Le passage de Mikkey Dee With Friends sur la MS voisine était pour moi un must de la journée. Le batteur fait un petit crochet par le HF entre 2 dates de Scorpions. Il s'est entouré d'un guitariste de d'un chanteur au look et à la voix très proches de Lemmy.

Le set sera bien évidemment entièrement consacré à Motörhead. Pas mal de titres un peu « obscurs » dont 2 extraits de « Inferno » (2004) et le titre éponyme de « Sacrifice » (1995). Mais il y aura aussi des classiques comme le très apprécié « Born To Raise Hell » de « Bastards » (1993), l'excellent « I Got Mine » de « Another Perfect Day » (1983) et bien évidemment les incontournables « Killed By Death » avec Chuck Garric du Alice Cooper Band qui se produit un peu plus tard sans oublier « Ace Of Spades » et « Overkill » avec la prestation époustouflante habituelle de Mikkey. Un moment sympathique qui nous rappelle combien les passages de Lemmy et ses complices furent inoubliables au Hellfest (et ailleurs...) !

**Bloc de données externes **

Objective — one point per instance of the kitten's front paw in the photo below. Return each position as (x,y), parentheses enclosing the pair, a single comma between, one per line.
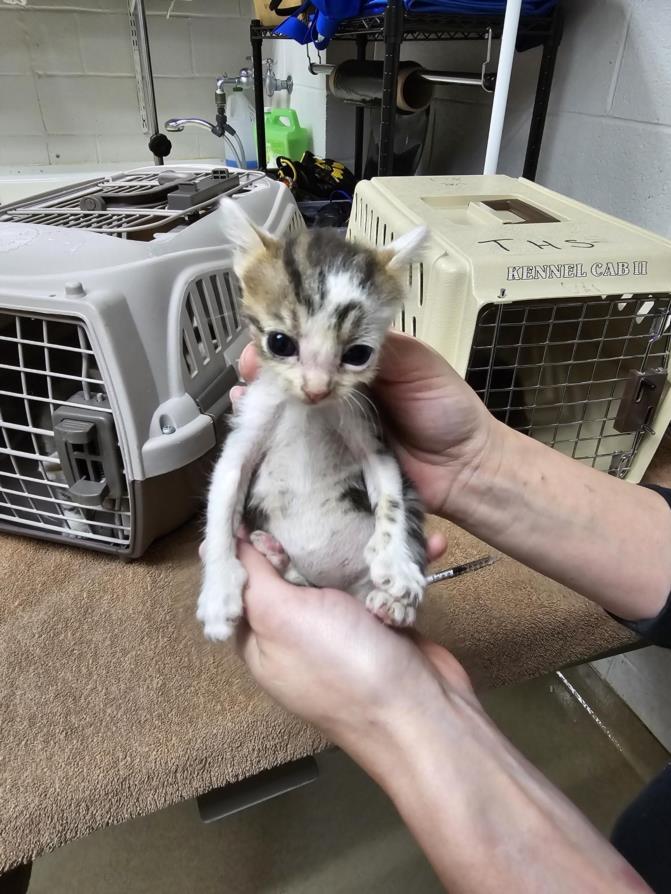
(220,600)
(392,611)
(393,570)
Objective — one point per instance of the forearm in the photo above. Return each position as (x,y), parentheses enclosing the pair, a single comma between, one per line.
(606,539)
(487,821)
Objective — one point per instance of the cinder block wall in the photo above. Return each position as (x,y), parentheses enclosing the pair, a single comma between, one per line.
(608,133)
(67,88)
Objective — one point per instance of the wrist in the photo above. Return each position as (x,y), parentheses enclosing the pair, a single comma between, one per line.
(474,486)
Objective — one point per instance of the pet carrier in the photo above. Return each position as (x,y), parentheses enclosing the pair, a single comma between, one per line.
(559,316)
(119,331)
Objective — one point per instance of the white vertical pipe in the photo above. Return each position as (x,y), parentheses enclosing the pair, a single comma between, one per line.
(505,66)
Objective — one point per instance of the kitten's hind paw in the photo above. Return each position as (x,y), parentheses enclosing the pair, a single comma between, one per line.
(391,610)
(220,600)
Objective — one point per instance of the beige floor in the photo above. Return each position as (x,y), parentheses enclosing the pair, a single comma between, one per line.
(340,835)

Mon intérêt pour le Metalcore grâce à WCAR a été stoppé net par le show de The Plot In You qui m'a laissé de marbre. Petite pause donc en attendant The Pretty Reckless avec la belle Taylor Momsen. Malheureusement ce ne fut guère plus enthousiasmant avec des compos d'une banalité affligeante et un spectacle sans grand intérêt.

Heureusement les « affaires » reprennent avec The Inspector Cluzo sur la Valley. Grosse affluence pour les Landais qui sont déjà passés sur la MS au Hellfest en 2022 mais que j'avais ratés à l'époque. Ce sera mon 3ème concert du duo après Guitare En Scène et le Plan en 2024. La setlist fait la part belle à l'album « Less Is More » sorti en 2025. J'ai beaucoup aimé « Catfarm », « As Stupis As You Can » et le titre éponyme que je découvrais enfin sur scène. « The Outsider » reste un moment de bravoure très bluesy et qui fait mouche à chaque fois. Quant à la reprise de Crosby, Stills, Nash & Young « Almost Cut My Hair » je ne m'en lasse pas ! Et puis « Put Your Hands Up » est devenu avec le temps un incontournable du show des Gascons. Un vrai plaisir de les retrouver en si grande forme devant un public admiratif...

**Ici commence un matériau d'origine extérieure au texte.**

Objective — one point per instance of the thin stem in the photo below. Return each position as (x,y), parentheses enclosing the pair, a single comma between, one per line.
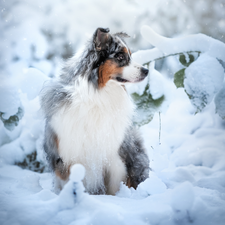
(159,128)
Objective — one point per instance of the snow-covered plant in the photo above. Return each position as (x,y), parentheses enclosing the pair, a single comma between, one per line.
(202,75)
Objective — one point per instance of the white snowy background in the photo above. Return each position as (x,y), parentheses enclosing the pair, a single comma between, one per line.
(186,149)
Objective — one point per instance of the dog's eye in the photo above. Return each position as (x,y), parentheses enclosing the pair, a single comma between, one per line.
(120,56)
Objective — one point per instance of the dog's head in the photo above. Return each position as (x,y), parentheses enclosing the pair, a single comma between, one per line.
(114,60)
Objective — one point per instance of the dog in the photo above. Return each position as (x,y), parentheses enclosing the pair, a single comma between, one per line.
(89,117)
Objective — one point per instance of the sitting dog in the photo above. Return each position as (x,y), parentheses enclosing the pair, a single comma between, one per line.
(89,117)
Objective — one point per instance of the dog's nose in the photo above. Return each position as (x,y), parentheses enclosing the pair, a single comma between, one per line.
(144,71)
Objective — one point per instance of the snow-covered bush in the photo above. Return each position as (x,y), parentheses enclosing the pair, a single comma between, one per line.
(202,75)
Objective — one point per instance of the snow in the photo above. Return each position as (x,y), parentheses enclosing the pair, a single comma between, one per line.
(169,46)
(203,79)
(186,183)
(187,157)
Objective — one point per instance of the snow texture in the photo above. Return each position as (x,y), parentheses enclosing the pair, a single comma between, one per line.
(186,183)
(169,46)
(203,79)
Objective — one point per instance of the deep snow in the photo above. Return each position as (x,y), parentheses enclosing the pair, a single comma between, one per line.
(187,178)
(186,184)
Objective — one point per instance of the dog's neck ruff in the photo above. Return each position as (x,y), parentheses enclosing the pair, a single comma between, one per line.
(92,127)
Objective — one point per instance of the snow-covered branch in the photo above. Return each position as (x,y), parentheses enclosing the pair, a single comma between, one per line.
(165,47)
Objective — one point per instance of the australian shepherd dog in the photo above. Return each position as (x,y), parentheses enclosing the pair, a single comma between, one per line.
(89,117)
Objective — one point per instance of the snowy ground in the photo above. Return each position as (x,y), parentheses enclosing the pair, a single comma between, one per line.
(187,154)
(186,184)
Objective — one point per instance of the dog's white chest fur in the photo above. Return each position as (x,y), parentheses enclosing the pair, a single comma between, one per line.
(91,129)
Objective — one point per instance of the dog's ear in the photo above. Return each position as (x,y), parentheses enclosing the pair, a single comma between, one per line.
(102,39)
(122,35)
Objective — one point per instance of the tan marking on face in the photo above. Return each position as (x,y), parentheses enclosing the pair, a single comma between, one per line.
(130,183)
(127,51)
(108,71)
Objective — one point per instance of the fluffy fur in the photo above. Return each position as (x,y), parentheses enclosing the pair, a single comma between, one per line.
(89,117)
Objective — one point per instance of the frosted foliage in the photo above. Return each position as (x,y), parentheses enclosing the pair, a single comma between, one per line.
(220,102)
(203,79)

Je me dirige ensuite vers la MS2 pour Deep Purple même si je ne m'attends pas à un miracle suite à la prestation catastrophique du Heavy Weekend il y a 2 ans. Ce ne fut malheureusement guère mieux avec un Ian Gillan totalement au bout du rouleau.

Franchement j'ai eu mal pour lui tout au long du set. Il pousse de toute ses forces ses cordes vocales qui ne répondent quasiment plus. Il disparaît derrière la scène constamment pendant que ses comparses tentent de meubler du mieux qu'ils peuvent. C'est d'ailleurs surtout Don Airey qui sera sollicité pour combler les trous avec des soli peu inspirés à base de Marseillaise et autres airs connus. Ian Paice assure comme toujours le minimum syndical et Roger Glover semble demeurer le seul qui prend encore plaisir à tourner.

Quant à McBride il reprend fidèlement les riffs et les solos de Blackmore mais toujours sans le petit brin d'originalité et de folie qui caractérisait Steve Morse dont je resterai toujours un sincère défenseur et dont je regretterai éternellement le départ ! Bref ce fut aussi pénible que les 3 passages précédents du Pourpre Profond à Clisson et ce ne sont pas les 2 morceaux poussifs à paraître sur le nouvel album qui me feront changer d'avis...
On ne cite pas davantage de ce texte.